The district court ultimately awarded the CGU insurers more than $1.3 million on their counterclaims against plaintiff. EB&G appealed this award on plaintiffs behalf. In affirming the judgment, the Second Circuit held that, by failing to object to the “no consideration” claim or raise the issue on the first appeal, plaintiff waived the right to challenge the claim, and, thus, Judge Casey’s “no consideration” ruling became law of the case *466(American Hotel Intl. Group, Inc. v OneBeacon Ins. Co., 374 Fed Appx 71 [2d Cir 2010]).

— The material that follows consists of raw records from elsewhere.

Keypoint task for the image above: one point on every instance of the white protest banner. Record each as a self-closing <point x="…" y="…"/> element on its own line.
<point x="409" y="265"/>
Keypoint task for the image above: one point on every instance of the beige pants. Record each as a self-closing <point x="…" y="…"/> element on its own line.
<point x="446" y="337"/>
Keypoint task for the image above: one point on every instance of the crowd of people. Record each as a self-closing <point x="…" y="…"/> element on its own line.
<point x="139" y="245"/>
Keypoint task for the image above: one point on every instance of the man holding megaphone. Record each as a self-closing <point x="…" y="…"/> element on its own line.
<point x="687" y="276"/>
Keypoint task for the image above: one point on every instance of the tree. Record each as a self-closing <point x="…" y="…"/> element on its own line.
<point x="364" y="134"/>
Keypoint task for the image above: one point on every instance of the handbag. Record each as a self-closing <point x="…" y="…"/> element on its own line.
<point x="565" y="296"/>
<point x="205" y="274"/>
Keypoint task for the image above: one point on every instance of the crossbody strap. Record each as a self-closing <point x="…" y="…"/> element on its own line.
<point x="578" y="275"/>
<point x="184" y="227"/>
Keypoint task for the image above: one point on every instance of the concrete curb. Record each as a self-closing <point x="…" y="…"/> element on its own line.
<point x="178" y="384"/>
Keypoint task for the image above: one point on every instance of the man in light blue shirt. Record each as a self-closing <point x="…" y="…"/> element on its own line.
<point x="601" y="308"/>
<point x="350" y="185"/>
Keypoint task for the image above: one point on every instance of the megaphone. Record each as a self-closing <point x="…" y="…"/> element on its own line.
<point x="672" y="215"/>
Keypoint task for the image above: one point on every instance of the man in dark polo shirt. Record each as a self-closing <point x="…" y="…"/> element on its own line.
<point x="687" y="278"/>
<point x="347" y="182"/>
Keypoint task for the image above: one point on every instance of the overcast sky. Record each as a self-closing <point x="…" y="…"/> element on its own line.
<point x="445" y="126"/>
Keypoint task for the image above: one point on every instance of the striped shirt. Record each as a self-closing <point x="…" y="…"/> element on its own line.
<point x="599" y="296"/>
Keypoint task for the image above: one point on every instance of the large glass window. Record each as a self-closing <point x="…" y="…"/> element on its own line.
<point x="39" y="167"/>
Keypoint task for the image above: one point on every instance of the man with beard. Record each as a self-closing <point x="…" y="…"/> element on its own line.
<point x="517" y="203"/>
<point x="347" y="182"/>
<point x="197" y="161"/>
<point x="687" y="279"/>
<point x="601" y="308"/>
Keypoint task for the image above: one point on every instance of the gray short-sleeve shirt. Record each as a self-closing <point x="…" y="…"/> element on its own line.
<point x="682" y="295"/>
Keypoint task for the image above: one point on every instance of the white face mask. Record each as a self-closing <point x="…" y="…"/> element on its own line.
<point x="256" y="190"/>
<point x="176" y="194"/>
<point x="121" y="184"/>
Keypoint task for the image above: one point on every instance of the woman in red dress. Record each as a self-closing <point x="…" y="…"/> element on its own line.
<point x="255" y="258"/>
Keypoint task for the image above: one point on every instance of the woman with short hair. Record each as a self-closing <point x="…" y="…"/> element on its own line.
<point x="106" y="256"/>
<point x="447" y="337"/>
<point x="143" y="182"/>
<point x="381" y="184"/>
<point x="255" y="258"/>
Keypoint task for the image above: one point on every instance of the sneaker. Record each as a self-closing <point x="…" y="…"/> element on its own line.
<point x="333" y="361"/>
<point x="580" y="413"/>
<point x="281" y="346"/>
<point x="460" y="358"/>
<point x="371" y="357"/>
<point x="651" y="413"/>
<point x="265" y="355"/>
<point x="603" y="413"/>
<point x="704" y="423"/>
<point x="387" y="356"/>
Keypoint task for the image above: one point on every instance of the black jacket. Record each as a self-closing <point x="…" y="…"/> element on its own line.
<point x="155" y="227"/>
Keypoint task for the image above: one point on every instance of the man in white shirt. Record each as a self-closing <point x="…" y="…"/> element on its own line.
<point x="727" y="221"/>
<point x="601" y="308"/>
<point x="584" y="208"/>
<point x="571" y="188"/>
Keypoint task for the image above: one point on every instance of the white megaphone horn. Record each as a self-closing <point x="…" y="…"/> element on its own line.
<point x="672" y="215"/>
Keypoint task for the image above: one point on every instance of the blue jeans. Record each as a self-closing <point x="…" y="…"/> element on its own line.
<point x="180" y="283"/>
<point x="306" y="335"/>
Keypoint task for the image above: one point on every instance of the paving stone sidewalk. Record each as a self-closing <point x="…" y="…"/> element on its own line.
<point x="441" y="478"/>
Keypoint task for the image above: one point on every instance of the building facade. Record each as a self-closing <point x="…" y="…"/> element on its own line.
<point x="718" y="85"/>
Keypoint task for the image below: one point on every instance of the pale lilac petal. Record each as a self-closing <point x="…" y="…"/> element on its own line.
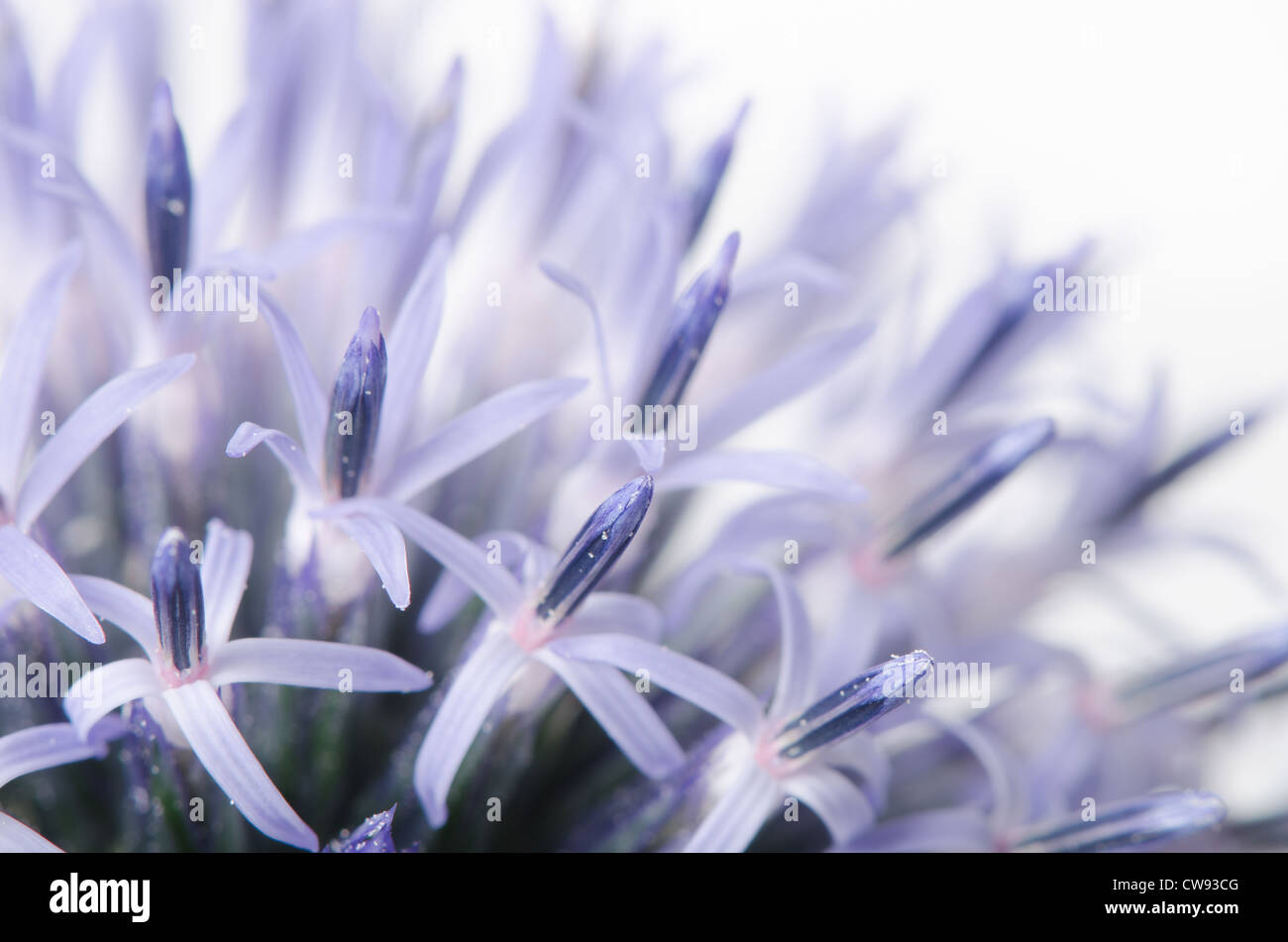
<point x="104" y="688"/>
<point x="40" y="580"/>
<point x="794" y="687"/>
<point x="220" y="748"/>
<point x="25" y="362"/>
<point x="292" y="457"/>
<point x="941" y="830"/>
<point x="622" y="712"/>
<point x="322" y="665"/>
<point x="864" y="758"/>
<point x="123" y="606"/>
<point x="310" y="404"/>
<point x="224" y="569"/>
<point x="18" y="838"/>
<point x="468" y="563"/>
<point x="738" y="815"/>
<point x="378" y="538"/>
<point x="450" y="594"/>
<point x="616" y="611"/>
<point x="410" y="345"/>
<point x="480" y="683"/>
<point x="222" y="181"/>
<point x="799" y="370"/>
<point x="574" y="286"/>
<point x="789" y="470"/>
<point x="85" y="430"/>
<point x="476" y="433"/>
<point x="44" y="747"/>
<point x="842" y="805"/>
<point x="690" y="680"/>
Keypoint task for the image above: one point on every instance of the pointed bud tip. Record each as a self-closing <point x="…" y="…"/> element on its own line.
<point x="728" y="253"/>
<point x="369" y="326"/>
<point x="162" y="106"/>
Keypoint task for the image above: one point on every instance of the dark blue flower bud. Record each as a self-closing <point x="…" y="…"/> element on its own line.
<point x="590" y="555"/>
<point x="853" y="705"/>
<point x="178" y="603"/>
<point x="695" y="315"/>
<point x="711" y="168"/>
<point x="978" y="475"/>
<point x="355" y="420"/>
<point x="167" y="188"/>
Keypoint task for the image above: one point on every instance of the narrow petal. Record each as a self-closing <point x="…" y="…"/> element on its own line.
<point x="568" y="283"/>
<point x="450" y="594"/>
<point x="481" y="682"/>
<point x="789" y="470"/>
<point x="104" y="688"/>
<point x="44" y="747"/>
<point x="494" y="585"/>
<point x="382" y="545"/>
<point x="224" y="569"/>
<point x="738" y="815"/>
<point x="18" y="838"/>
<point x="292" y="457"/>
<point x="40" y="580"/>
<point x="842" y="805"/>
<point x="305" y="390"/>
<point x="969" y="482"/>
<point x="622" y="710"/>
<point x="795" y="373"/>
<point x="411" y="343"/>
<point x="1154" y="817"/>
<point x="85" y="430"/>
<point x="215" y="740"/>
<point x="322" y="665"/>
<point x="794" y="687"/>
<point x="25" y="362"/>
<point x="476" y="433"/>
<point x="691" y="680"/>
<point x="617" y="611"/>
<point x="123" y="606"/>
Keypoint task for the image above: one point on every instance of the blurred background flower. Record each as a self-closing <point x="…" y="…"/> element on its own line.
<point x="957" y="325"/>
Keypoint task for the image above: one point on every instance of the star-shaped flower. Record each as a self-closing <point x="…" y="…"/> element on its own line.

The complaint alleges that EB&G’s failure to address the “no consideration” ruling in its appellate brief in the first federal appeal resulted in plaintiff’s inability to defend against the CGU insurers’ counterclaims. By thus alleging “facts from which it could reasonably be inferred that defendant’s negligence caused [plaintiffs] loss,” the complaint states a cause of action for malpractice (see Garnett v Fox, Horan & Camerini, LLP, 82 AD3d 435, 436 [2011], citing InKine Pharm. Co. v Coleman, 305 AD2d 151 [2003]). In opposition to EB&G’s motion, plaintiff was not required to show a “likelihood of success” (id.). Concur — Tom, J.P., Andrias, DeGrasse, Richter and Román, JJ.